Step 4.1, return XPath empty in step 2
And (4) reminding the user that the input content does not appear in the website, needing to check the content, and jumping back to the step 2 to input again.
Step 4.2, there is exactly one XPath returned in step 2
And (3) directly performing longitudinal blocking according to the step (3) and presenting the longitudinal blocking to a user, inputting numbers representing different webpage blocks by the user according to requirements, and feeding back the webpage blocks needing to be monitored.
Step 4.3, the XPath returned in step 2 is more than one
This situation illustrates that more than one content position appears in the web page, and two man-machine interactive questions and answers are needed. Assuming that there are n (n > 1) returned xpaths, the first interactive selection step of the horizontal tile presentation in step 3 represents the selection of one out of n separate tiles; and 4, interactively selecting the longitudinal blocks in the step 3 for the second time, and presenting the longitudinal blocks to the user to select the accurate position to be monitored.

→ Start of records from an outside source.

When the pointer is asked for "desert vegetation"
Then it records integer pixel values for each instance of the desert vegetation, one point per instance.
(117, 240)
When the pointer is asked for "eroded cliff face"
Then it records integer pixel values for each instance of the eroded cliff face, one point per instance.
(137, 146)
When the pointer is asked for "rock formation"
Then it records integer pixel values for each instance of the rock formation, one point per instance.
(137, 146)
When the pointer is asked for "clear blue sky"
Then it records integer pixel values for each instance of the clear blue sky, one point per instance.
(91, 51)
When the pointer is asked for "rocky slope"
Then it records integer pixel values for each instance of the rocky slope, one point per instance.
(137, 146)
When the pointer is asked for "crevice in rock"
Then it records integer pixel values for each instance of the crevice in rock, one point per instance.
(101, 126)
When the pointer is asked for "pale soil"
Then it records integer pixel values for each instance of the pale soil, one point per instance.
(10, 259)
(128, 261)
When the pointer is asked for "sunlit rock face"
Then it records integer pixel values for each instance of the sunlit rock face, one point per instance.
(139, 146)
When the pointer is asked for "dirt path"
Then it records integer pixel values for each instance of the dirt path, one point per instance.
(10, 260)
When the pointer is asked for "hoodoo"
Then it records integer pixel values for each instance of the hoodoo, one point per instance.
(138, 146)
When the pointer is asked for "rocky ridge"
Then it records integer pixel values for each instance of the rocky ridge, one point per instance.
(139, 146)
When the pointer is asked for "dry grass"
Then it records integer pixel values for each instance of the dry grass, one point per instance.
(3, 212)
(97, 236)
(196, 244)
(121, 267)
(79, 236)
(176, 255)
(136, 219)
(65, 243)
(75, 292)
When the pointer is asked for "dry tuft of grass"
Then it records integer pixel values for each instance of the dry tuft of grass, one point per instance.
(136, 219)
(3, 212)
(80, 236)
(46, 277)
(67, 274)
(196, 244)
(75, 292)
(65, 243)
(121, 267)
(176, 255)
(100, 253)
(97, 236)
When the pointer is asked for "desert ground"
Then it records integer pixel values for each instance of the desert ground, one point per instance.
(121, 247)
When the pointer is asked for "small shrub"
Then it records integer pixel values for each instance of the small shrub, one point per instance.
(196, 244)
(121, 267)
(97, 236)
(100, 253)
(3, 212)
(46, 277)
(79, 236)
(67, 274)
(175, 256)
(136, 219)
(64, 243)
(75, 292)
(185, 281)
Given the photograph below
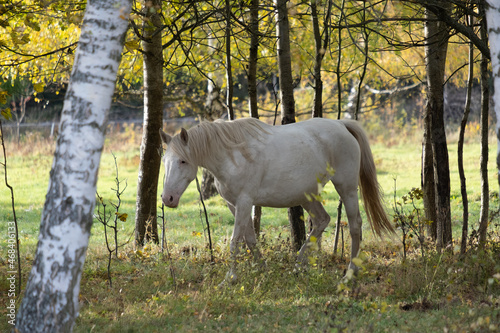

Specific examples are as follows:
1. user input
Target website url: http:// sports
Monitoring the existing content of the position: plum blossom: the two people are the best chief in the heart of the people who teach the people to give a lot of people
Target keywords: c Rou
Because the "existing content of the monitored location" input by the user is complete, only 1 XPath is returned, as shown in FIG. 4, which is a first page diagram, the returned XPath is/html/body/div 4/div 5/div 2/div/ul 1/li 2/a, and vertical blocking can be directly performed.
If the 'monitoring position existing content' input by the user is not complete enough, for example, only two characters of 'Meixi' are input, a plurality of positions can be found in the webpage, and a plurality of results are returned. At this time, horizontal blocking is performed first, as shown in fig. 5, which is a page diagram ii.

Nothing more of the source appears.